Jakarta, Komisi Pemberantasan Korupsi (KPK) memeriksa mantan Staf Khusus Presiden Joko Widodo Bidang Ekonomi, Arif Budimanta, selama 10 jam pada Senin (14/4). Arif yang juga dikenal sebagai politikus PDI Perjuangan diperiksa dalam kapasitas sebagai saksi dalam penyidikan dugaan korupsi pemberian fasilitas kredit oleh Lembaga Pembiayaan Ekspor Indonesia (LPEI).
Pemeriksaan dilakukan secara intensif di Gedung Merah Putih KPK, Jakarta. Juru Bicara KPK, Tessa Mahardhika Sugiarto, menyampaikan bahwa lamanya pemeriksaan menunjukkan banyaknya materi yang perlu diklarifikasi oleh penyidik.
“Saya pikir semua keterangan yang dibutuhkan akan ditanyakan oleh penyidik. Tentunya 10 jam itu bukan waktu yang sedikit, berarti banyak materi yang perlu dikonfirmasi kepada yang bersangkutan,” kata Tessa di hadapan awak media.
Meski begitu, Tessa belum menjelaskan lebih lanjut mengenai substansi pemeriksaan terhadap Arif Budimanta. Ia hanya menyampaikan bahwa tidak menutup kemungkinan penyidik akan memanggil Arif kembali jika diperlukan sebagai tambahan bukti dalam kasus tersebut.
Dugaan Korupsi Kredit Ekspor
Kasus yang tengah disidik ini berkaitan dengan dugaan penyalahgunaan fasilitas kredit ekspor oleh LPEI kepada PT Petro Energy (PE). KPK telah menetapkan lima tersangka dalam kasus tersebut, yakni Dwi Wahyudi dan Arif Setiawan dari LPEI, serta tiga petinggi PT PE yaitu Newin Nugroho, Jimmy Masrin, dan Susy Mira Dewi Sugiarta.

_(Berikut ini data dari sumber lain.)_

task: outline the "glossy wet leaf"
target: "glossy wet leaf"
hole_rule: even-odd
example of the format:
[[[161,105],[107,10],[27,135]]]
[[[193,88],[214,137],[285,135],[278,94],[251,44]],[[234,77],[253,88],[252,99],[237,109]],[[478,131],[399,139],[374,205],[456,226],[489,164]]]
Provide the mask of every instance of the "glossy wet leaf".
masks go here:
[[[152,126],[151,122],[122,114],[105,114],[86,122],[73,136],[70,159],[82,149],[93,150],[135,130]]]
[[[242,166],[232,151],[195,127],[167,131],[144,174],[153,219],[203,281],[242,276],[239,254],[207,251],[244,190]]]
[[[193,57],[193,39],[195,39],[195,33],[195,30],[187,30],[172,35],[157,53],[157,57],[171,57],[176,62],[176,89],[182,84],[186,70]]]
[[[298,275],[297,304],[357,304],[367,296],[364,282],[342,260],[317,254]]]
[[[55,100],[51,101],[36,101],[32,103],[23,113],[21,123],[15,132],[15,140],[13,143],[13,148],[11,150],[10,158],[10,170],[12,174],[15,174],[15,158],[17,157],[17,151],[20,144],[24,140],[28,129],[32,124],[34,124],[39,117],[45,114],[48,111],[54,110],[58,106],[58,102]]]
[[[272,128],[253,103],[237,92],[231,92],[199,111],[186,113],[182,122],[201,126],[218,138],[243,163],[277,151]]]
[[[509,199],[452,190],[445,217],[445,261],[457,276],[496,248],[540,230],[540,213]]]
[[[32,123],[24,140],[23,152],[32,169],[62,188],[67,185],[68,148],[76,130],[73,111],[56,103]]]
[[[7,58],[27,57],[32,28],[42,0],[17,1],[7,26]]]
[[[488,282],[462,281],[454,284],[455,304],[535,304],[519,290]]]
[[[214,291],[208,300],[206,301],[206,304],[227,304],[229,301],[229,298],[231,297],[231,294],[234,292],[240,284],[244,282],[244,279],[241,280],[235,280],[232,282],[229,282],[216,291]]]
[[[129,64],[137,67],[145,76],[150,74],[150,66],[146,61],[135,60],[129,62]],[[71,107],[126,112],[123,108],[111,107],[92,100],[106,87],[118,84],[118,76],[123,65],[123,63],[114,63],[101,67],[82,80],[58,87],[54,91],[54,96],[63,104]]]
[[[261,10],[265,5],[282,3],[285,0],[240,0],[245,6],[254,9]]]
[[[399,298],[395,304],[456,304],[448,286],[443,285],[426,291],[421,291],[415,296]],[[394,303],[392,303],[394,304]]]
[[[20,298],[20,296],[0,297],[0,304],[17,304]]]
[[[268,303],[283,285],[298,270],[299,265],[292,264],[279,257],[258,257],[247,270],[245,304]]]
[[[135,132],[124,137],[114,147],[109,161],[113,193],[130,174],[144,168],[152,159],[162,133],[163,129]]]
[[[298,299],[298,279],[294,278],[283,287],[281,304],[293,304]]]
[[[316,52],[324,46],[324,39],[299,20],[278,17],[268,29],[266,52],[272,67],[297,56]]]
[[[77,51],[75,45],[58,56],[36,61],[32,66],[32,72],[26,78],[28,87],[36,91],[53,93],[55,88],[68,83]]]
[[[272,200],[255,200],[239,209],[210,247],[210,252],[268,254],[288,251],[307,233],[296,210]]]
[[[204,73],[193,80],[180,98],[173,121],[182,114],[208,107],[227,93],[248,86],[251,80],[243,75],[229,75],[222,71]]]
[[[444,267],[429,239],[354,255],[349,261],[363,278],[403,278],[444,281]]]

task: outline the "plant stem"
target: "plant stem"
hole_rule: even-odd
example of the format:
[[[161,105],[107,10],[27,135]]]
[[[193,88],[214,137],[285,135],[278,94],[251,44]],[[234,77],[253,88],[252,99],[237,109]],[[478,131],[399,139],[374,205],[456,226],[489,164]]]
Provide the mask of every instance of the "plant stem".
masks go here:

Dalam penjelasannya, KPK menyatakan telah terjadi benturan kepentingan antara pejabat LPEI dan pihak debitur. Para tersangka diduga melakukan kesepakatan awal untuk mempermudah proses pemberian kredit, meskipun tidak memenuhi kelayakan. Bahkan, dokumen purchase order dan invoice yang diajukan disebutkan palsu, tidak sesuai dengan kondisi sebenarnya.
LPEI disebut mengalami kerugian negara sebesar US$18 juta dan Rp549 miliar hanya dari pemberian kredit kepada PT PE. Namun, angka tersebut diperkirakan akan membengkak karena KPK juga sedang menyelidiki fasilitas kredit kepada 10 debitur lainnya. Potensi total kerugian negara disebut mencapai Rp11,7 triliun.
Integritas dan Akuntabilitas Publik
Keterlibatan mantan pejabat di lingkaran pemerintahan dalam pemeriksaan ini menjadi perhatian publik. Masyarakat mengharapkan proses hukum berlangsung transparan dan akuntabel. Penting bagi lembaga penegak hukum untuk menegakkan prinsip keadilan secara profesional, tanpa memandang jabatan atau latar belakang politik seseorang.